En diálogo con El Guadalupano Periódico Digital, el secretario de Finanzas Públicas y Planificación de la Gobernación de Tarija, Fernando Romero, advirtió que las medidas de presión desarrolladas a nivel nacional están ocasionando severos daños económicos para la región. Según explicó, las estimaciones preliminares reflejan pérdidas que podrían oscilar entre los 50 y 100 millones de dólares, una cifra que afecta directamente tanto a instituciones públicas como a empresas privadas y productores.

La autoridad señaló que uno de los sectores más perjudicados es el aparato productivo departamental, debido a las dificultades para transportar mercancías, comercializar productos y garantizar el abastecimiento de insumos esenciales. Asimismo, indicó que los bloqueos generan retrasos en las cadenas logísticas, incrementan los costos operativos y reducen las oportunidades de negocio para cientos de emprendimientos y empresas que dependen de la conectividad vial.
Romero explicó que el impacto económico también alcanza a las finanzas públicas, ya que la disminución de la actividad comercial repercute en la recaudación de recursos y limita la capacidad de inversión de las instituciones. A ello se suma el encarecimiento de diversos productos y servicios, situación que termina afectando a las familias tarijeñas y a los distintos niveles de gobierno que deben afrontar mayores costos para la ejecución de proyectos y programas.
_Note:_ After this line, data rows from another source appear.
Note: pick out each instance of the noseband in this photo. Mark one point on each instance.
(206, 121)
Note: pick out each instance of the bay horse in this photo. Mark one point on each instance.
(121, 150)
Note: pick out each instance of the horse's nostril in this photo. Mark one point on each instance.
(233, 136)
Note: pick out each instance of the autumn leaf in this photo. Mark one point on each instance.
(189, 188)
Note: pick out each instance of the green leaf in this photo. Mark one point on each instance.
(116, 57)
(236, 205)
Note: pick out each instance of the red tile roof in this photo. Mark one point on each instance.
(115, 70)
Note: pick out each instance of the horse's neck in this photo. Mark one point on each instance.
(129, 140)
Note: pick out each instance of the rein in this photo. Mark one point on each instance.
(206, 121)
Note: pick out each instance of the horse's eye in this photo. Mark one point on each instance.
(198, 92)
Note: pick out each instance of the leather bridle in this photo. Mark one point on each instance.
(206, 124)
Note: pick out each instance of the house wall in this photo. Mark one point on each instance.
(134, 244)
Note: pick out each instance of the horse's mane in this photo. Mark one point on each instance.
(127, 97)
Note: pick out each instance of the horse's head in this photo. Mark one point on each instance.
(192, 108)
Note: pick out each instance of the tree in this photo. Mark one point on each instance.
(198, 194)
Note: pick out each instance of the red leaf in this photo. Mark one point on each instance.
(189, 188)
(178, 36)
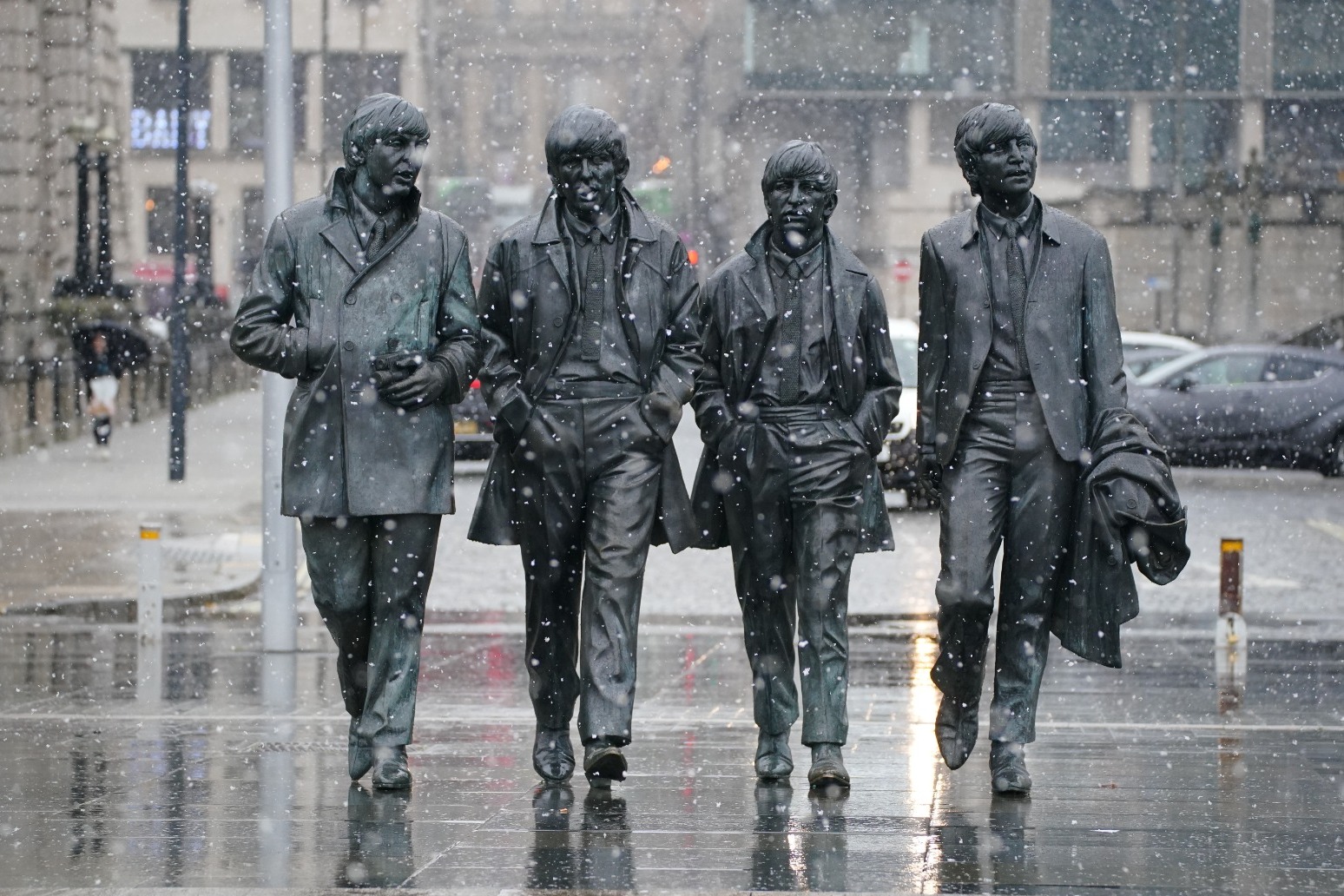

De igual manera, manifestó que el contexto actual genera incertidumbre en los inversionistas y dificulta la planificación financiera tanto del sector público como privado. Según indicó, la paralización parcial de la economía repercute en actividades vinculadas al turismo, la construcción, el transporte y el comercio, sectores considerados fundamentales para la generación de empleo y movimiento económico en el departamento.
Finalmente, Romero hizo un llamado a encontrar soluciones que permitan restablecer la normalidad en el país y garantizar la libre circulación de personas y mercancías. Afirmó que Tarija necesita estabilidad para recuperar su dinamismo económico y enfrentar los desafíos financieros que actualmente atraviesa, por lo que considera fundamental promover espacios de diálogo que contribuyan a reducir los efectos negativos de los conflictos sobre la población y la economía regional.